Oui mon Guillaume, moi aussi j’ai vu ce matin « une jolie rue dont j’ai oublié le nom »… Je dois te dire que cette rue que j’ai vue ce matin, tout comme celle où tu as vu, ravi, « Les directeurs les ouvriers et les belles sténo-dactylographes », cette rue que j’ai vue ce matin, n’était pas en Europe. « Seul en Europe tu n’es pas antique ô Christianisme », combien tu avais raison… Mais beaucoup d’ingrats l’ont oublié et nous ont foutu dans une belle panade en le considérant, en le méprisant comme une antiquité d’églises et de musées… Quand on mord la main qui nous a nourris, faut pas s’étonner d’être bouffé à son tour un jour ou l’autre… Et sur la beauté implacable des paysages industriels également, tu t’es pas gouré, « J’aime la grâce de cette rue industrielle » disais-tu, je ne l’ai jamais oublié… En passant dans cette rue – c’était quelque part en Asie, sur une île… – j’ai pensé à toi comme la corde « pense » au pendu… L’image t’aurait-elle plu ? Quel bordel magique, magnifique, amphigourique, tous ces fils tendus grâce à des poteaux électriques posés n’importe comment ! À la bonne fortune des ingénieurs poètes ! Et ces isolateurs en forme de petits accordéons verticaux ou d’improbables lampions cylindriques noirs comme des corbeaux, certains droits comme des i, d’autres complètement de traviole ! Et ces lignes noires courant dans le ciel pour apporter lumière et chaleur dans les plus humbles demeures… J’ai pensé à toi je te dis !

 

Oui mon Guillaume, j’ai vu ça ce matin… ou un autre jour.
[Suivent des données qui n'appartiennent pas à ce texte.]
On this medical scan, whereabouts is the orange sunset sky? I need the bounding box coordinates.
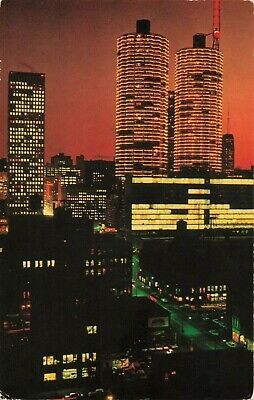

Qu’importe ? Ici, les poteaux n’ont plus très bonne presse. On ne veut plus voir les fils qu’ils font courir dans les hauteurs urbaines ou rurales. On n’aime pas le ciel enchevêtré. On les a enlevés quand on pouvait. Tout est sous terre. Il y a de beaux ronds-points dans les campagnes. Tous plats. Tous nets. À Paris, dans notre village, reste le pont Mirabeau. Et les limaces de la misère sous son tablier.